From speaking with her mother on the phone beforehand, I knew
she had the 20 dollar bill that she’d been given—

but when she was delivered into my care that afternoon,
saw her fold it tightly, furtively, into her small fist,

pretend she didn’t have anything on her when she alighted
from the car. They must have been only 8 or 9 then, she

and my daughter. So I made no comment, only reassured
my friend before she drove away: an hour or so at tennis,

snacks afterward— a sandwich or an ice cream float,
each not more than five dollars. Of course it wasn’t any

trouble: never was, not then, nor any of the other times
we watched both girls at home, fed and tucked them in

on sleepover nights, took them to restaurants, bought
cold drinks at the corner store. It never was an issue

that they were much more well-to-do: the gifts
we exchanged on holidays and birthdays, never about

what they cost but what they meant, what they
were worth, this way. But now with both girls

at that awkward age when friendships take different
turns, I’m surprised how much I hurt for days

after my child tells me she’s heard from some
school grapevine source that she’s been unfriended,

cut off; what’s more, that we never did enough
for my child’s friend whereas her family had done

so much for us.
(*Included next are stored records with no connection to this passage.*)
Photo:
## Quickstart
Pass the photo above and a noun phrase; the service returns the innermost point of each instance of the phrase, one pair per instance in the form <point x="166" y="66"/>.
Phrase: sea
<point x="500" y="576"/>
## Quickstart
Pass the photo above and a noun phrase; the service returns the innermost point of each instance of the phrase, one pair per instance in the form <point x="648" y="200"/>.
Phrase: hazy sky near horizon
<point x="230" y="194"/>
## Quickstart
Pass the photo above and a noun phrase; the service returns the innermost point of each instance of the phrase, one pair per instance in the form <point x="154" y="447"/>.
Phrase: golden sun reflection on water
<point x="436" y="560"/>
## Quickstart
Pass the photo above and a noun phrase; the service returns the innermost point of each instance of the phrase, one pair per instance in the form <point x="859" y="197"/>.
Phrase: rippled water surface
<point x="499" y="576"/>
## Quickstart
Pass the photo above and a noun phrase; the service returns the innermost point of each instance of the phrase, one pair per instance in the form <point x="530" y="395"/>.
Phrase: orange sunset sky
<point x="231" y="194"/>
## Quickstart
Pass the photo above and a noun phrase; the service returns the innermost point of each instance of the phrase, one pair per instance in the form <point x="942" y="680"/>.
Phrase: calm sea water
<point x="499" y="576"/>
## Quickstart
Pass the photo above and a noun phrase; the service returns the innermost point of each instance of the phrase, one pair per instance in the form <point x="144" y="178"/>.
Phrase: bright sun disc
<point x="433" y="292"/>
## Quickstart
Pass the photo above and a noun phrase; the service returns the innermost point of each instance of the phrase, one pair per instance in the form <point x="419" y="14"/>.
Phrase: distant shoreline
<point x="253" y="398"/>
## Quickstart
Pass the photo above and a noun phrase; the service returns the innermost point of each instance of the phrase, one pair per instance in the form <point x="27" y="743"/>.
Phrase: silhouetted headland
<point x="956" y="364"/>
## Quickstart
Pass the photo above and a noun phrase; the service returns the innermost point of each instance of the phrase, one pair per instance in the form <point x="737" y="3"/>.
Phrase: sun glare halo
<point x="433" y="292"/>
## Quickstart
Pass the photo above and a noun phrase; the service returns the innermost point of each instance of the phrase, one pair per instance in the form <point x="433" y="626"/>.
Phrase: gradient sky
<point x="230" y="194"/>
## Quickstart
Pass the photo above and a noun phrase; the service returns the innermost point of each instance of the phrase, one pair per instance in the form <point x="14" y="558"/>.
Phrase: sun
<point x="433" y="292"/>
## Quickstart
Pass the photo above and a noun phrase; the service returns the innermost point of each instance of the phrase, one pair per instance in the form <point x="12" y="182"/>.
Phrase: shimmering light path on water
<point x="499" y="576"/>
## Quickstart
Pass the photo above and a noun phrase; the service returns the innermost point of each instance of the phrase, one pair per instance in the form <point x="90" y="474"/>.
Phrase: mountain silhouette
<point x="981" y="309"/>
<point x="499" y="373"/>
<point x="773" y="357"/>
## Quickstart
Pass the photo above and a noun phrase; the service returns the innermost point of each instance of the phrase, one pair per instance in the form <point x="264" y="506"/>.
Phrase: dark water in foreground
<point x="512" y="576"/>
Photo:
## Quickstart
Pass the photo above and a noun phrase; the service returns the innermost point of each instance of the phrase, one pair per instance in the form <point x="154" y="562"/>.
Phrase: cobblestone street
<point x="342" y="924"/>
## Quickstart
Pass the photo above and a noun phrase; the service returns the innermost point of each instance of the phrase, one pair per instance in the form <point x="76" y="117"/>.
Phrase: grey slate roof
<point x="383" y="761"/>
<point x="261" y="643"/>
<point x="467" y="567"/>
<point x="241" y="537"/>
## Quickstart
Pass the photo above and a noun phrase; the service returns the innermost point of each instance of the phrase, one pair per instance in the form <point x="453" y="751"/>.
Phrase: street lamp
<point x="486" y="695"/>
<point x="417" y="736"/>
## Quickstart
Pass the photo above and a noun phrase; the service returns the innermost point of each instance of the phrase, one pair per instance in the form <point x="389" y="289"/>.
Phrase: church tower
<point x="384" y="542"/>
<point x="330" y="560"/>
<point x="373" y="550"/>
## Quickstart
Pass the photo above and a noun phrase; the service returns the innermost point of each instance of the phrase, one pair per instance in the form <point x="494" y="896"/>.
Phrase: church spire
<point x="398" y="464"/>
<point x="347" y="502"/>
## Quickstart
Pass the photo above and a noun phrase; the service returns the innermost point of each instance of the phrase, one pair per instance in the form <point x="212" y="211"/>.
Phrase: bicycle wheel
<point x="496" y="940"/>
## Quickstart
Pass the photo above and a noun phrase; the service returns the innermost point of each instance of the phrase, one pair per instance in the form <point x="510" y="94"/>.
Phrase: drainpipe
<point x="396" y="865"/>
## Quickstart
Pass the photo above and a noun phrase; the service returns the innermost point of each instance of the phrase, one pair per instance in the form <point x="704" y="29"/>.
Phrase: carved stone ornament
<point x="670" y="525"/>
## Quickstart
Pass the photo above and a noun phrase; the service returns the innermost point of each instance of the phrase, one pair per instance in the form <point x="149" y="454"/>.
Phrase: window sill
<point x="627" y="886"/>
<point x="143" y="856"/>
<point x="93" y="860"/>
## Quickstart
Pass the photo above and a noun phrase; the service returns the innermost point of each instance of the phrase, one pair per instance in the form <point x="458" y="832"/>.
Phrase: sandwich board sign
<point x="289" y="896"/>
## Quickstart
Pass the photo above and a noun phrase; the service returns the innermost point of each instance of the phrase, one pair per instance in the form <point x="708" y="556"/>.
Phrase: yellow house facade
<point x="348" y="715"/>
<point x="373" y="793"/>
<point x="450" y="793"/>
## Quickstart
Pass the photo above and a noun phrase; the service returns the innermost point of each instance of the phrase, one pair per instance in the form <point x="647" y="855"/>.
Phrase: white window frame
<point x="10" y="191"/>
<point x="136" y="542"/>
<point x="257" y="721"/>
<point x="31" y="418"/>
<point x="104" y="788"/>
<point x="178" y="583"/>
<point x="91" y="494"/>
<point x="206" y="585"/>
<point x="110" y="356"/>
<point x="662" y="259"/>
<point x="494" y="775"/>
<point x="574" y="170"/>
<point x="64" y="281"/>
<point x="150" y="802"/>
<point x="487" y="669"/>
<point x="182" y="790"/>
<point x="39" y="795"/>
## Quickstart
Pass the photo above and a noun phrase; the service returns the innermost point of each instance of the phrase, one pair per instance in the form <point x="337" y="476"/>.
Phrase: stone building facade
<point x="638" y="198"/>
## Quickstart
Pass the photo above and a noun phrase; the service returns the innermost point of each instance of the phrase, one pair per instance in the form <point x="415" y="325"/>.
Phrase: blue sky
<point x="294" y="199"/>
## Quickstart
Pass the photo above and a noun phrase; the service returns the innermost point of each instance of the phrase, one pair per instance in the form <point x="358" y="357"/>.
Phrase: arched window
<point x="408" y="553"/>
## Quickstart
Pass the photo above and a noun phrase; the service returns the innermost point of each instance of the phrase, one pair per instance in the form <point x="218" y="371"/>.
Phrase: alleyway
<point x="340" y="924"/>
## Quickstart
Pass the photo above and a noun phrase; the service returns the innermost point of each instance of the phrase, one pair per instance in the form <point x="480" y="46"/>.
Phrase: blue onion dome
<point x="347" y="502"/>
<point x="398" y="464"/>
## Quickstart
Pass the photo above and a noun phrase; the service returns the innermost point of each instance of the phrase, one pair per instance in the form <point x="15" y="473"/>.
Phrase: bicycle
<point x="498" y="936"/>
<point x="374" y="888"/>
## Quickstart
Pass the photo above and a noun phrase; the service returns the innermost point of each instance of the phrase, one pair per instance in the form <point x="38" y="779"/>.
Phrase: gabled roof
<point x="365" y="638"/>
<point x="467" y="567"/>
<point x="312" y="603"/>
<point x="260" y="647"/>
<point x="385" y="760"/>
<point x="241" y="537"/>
Though I know better— just as my child
is coming to understand— and can make the mind

do the work of pulling the heart through
one more difficult rift on the landscape, still

a sorrow lingers; and like a tattered shadow,
its miserly sister doubt. I think of Damon

and Pythias, how the king was set to put to death
the one that valiantly offered himself as guarantee

for his friend; how the latter arrived just in the nick
of time. How that kind of faith is what we long for.